This project is for Kelvin, an industrial automation company. Some key background info:
- Plunger lifts are used in natural gas wells to increase production.
- Kelvin has sensors on each well that detect gas flow, pressure, vibrations, and other data.
- The Kelvin data science team writes control models that optimize production by controlling plunger cycles.
The Kelvin Application
Before this project began, the Kelvin app was a monitoring and ticketing system for oil and gas. We supported 3 main personas for our clients:
Creates daily reports for ~30 wells based on what he sees in the field
Performs routine well maintenance, adjusts new wells and recommends equipment changes
Cares about identifying issues early
Diagnoses systemic defects for ~300 wells based on analysis of charts & logs
Adjusts valve open/close criteria and recommends equipment changes
Cares about deviation from expected production
Building a Control Platform
We needed to make a pivot in order to scale as a company:
- Monitoring's nice, but clients want automation
- Our existing control models are custom made. We spend a ton of internal resources building and tweaking them.
- We don’t want to be tied to the oil & gas industry
- Eventually, we want to empower clients to manage their own control models. As a first step, we need to make this process easier for our internal team.
This was an ambitious set of goals.
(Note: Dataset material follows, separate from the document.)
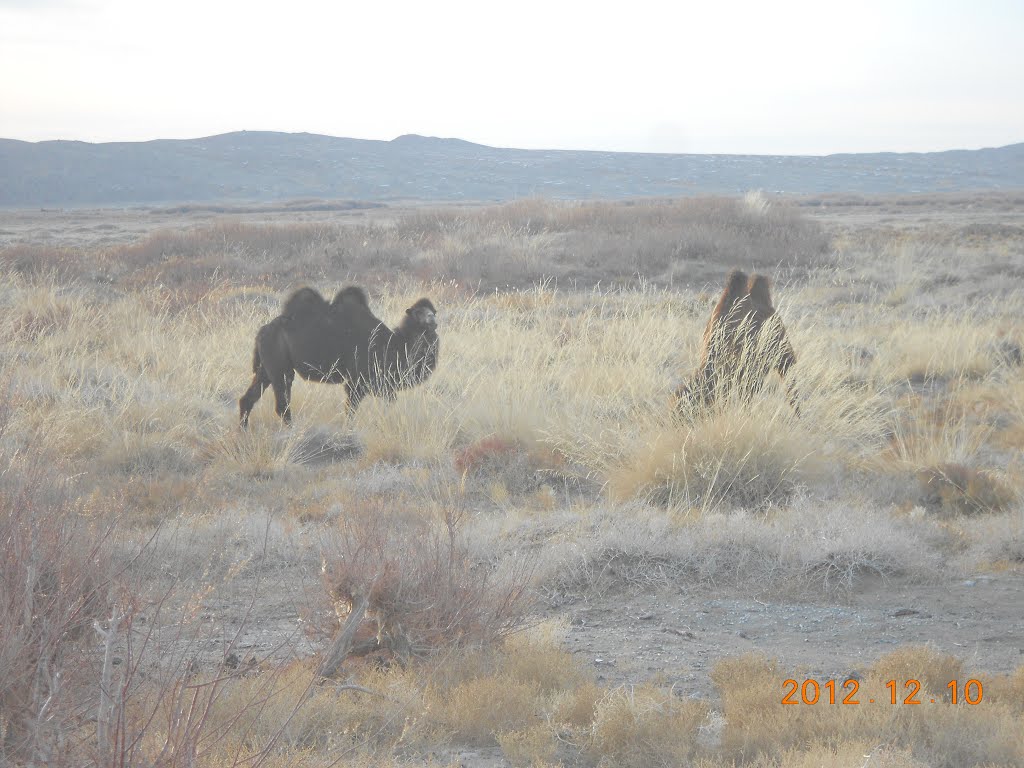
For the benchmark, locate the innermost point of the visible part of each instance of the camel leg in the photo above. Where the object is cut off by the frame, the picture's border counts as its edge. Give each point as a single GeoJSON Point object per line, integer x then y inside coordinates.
{"type": "Point", "coordinates": [356, 391]}
{"type": "Point", "coordinates": [252, 395]}
{"type": "Point", "coordinates": [283, 395]}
The design team's biggest initial questions we had were:
- How do we add immediate value, while moving toward our longterm goal?
- What control models do we have now and what do they actually do?
- What users and use cases should we focus on?
- How does our data team manage models today?
When we started, we didn't know a lot about how control models work on our team. These were our takeaways:
- Control models are independent blocks of code that react when a well is not running optimally. They make changes in response to certain thresholds in our sensor data.
- Thresholds and responses can be tuned according to the needs of individual wells through configurable model parameters.
- Models are semi-automated: when they’re applied to new wells, there is a period of manually tweaking parameters before they can run on their own.
The Target User
Initially we thought the target user was a "member of the data science team." When we dug in we realized that we needed to get more specific than that.
- The data team is comprised of a wide variety of user types with different workflows and areas of expertise.
- Two data team members are former optimizers at energy companies. They have deep domain knowledge but they don't code.
- They find model performance issues and recommend changes. They know what needs to change, but don’t have the tools to make those changes.
Based on this, we decided to focus on those data team members, and defined them as a new persona:
Currently a Kelvin data team member, but a role that we expect clients to have in the future; replaces several optimizers
Has domain expertise and understands the basics of control models; does not code
Diagnoses and adjusts control model parameters; could write simple if-then models from scratch
Cares about control model adaptability
We identifed several key user needs that we could address as part of this project. Super-optimizers want to:
- Enable control models on new wells and tune them to work for new environments, equipment, and client needs.
- Easily see whether a model is performing optimally on a given well, and diagnose issues.
- Give clients transparency into how successfully models are running and what changes are being made.
I created some diagrams to show how models could fit into our existing application. Though most of this was scoped out for V1, on a high level I wanted to make sure we were setting ourselves up for future iterations.
A big piece of this project was determining what actually needed to be shown and edited for our control models. It was a long process of interviews and information-gathering sessions with the data team to figure out:
- How do users tell if a model is running suboptimally?
- What parameters exist on each model, and how much should we show to users?
- What context do users need to actually change a model parameter?
I wireframed some of these views to illustrate our first draft of functionality and model content. We did around of lightweight feedback from the data team with these and got good feedback on content and language.
Left: control models on a specific well. Right: overview of models for all wells
High Fidelity and More User Testing
I knew that the super-optimizer needed to reference RTU settings to make model parameter changes, so initially I put them at the top of the screen as an expandable gray box. This felt a bit clunky, and when it was collapsed users mistook it for a header.
From feedback on these mockups, I was able to narrow down exactly what information was needed for each model parameter so I could refine this.
Model parameters are shown side by side with performance metrics to help inform the user’s decision.
Editing a model reveals additional context in the form of calculated and current values.
These are the RTU settings that were at the top of the screen in the last mockup
Measures of Success
We recently released this internally and to all clients. It’s still early but we’re hoping to:
- Decrease the time it takes to tune models for new wells
- Give clients transparency into what model changes are being made
- Learn clients’ current level of interest in tuning their own models
As development started, we realized that we needed to think in a more modular way with our layouts to support new models in the future. I worked with the development team to create components that could be built from a JSON file.
As we were rolling this out to production, there was some confusion about what each parameter means. This especially came up in training people who weren't familiar with the models. We added a tooltip component that could be added to the JSON, and I worked with the data team to get the language right.